35. The vector of claim 34 wherein the transgenic plastid is a chloroplast.

36. The vector of claim 35 wherein the chloroplast is a tobacco chloroplast.

37. The vector of claim 36 wherein the regulatory sequences include:

(a) a promoter or a 5′ UTR upstream of the heterologous DNA sequence and the selectable marker coding sequence and

(b) a 3′ termination sequence downstream from the heterologous DNA sequence and the selectable marker coding sequence.

38. The vector of claim 37 wherein the selectable marker sequence encodes a protein that inactivates a selection agent that is toxic to the tobacco chloroplasts but not to the tobacco plant cell.
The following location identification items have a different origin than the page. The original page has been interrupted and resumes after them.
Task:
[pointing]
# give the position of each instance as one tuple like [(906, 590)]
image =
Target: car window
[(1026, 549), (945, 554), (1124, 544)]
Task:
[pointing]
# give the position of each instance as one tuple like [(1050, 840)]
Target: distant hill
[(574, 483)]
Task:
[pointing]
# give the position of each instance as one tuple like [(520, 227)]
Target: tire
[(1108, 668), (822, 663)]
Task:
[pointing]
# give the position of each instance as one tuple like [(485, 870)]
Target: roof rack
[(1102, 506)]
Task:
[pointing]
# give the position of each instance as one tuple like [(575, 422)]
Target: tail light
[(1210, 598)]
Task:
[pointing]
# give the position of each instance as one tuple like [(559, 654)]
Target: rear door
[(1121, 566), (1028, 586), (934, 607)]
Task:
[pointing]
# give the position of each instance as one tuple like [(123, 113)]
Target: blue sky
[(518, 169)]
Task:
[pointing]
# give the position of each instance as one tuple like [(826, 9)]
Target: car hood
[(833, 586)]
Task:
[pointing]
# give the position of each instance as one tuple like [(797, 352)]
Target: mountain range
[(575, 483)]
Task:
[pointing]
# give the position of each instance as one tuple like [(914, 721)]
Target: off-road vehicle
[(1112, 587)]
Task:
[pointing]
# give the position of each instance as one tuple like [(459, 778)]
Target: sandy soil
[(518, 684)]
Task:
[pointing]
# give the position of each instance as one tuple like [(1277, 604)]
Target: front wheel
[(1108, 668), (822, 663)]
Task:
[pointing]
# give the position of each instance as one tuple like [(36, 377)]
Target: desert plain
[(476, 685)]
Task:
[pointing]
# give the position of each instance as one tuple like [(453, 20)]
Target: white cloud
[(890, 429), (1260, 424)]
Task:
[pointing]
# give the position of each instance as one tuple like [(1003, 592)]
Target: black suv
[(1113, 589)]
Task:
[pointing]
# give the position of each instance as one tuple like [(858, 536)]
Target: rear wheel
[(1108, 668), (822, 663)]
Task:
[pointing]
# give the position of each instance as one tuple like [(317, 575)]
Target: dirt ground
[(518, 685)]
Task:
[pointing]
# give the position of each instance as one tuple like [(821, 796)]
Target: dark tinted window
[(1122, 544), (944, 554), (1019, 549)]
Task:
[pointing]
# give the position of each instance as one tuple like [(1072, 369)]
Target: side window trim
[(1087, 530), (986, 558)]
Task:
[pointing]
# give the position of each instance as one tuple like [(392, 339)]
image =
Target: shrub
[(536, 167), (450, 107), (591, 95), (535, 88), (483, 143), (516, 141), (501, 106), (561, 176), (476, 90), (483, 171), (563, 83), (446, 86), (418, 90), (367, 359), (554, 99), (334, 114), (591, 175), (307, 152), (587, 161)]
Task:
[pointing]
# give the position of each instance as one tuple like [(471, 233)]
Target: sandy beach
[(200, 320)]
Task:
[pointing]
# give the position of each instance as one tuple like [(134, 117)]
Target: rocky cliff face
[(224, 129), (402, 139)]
39. A plastid transformation vector for stably transforming a plastid, said plastid vector comprising:

(a) a first flanking sequence,

(b) a DNA sequence containing

(i) a coding region for a TGF-β protein and

(ii) one or more regulatory sequences functional in said plastid, and

(c) a second flanking sequence wherein both of said flanking sequences are homologous to a DNA sequence of the target plastid genome wherein the flanking sequences facilitate the stable integration of the DNA sequence into the plastid genome through homologous recombination.

40. The vector of claim 39 wherein the TGF-β protein is Holo-MIS or C-Term MIS.

41. The vector of claim 40 wherein the transgenic plastid is a chloroplast.

42. The vector of claim 41 wherein the chloroplast is a tobacco chloroplast.

43. The vector of claim 42 wherein the regulatory sequences include (a) a promoter or a 5′ UTR upstream of the TGF-β coding region and downstream to the first flanking sequence and (b) a 3′ termination sequence downstream from the TGF-β coding region and upstream to the second flanking sequence.

44. A method of producing a biologically active TGF-β protein which comprises expressing a coding sequence for a TGF-β protein or a fragment thereof in a plastid of a plant.

45. The method of claim 44 wherein the TGF-β protein is a full length protein which is processed in the plant tissue into a biologically fragment thereof.

46. The method of claim 45 wherein the TGF-β protein is full length MIS and the full length MIS is cleaved when purifying said full length MIS from plant biomass into C-terminal MIS.

47. An aglycosylated Mullerian Inhibitor Substance (MIS) protein.

48. The aglycosylated MIS protein of claim 47 which is a human MIS monomer having a molecular weight of about 55 kDa.

49. The aglycosylated MIS protein of claim 47 which is a human MIS dimer having a molecular weight of about 110 kDa.

50. In a method of making human Mullerian Inhibitor Substance (MIS) protein by (i) growing a transgenic plant with an expression cassette containing a coding region for human MIS to form a plant biomass and (ii) purifying the human MIS from the plant biomass, the improvement which comprises:

employing a transplastomic plant having said coding region in the plastid whereby the expressed human MIS protein is bioactive.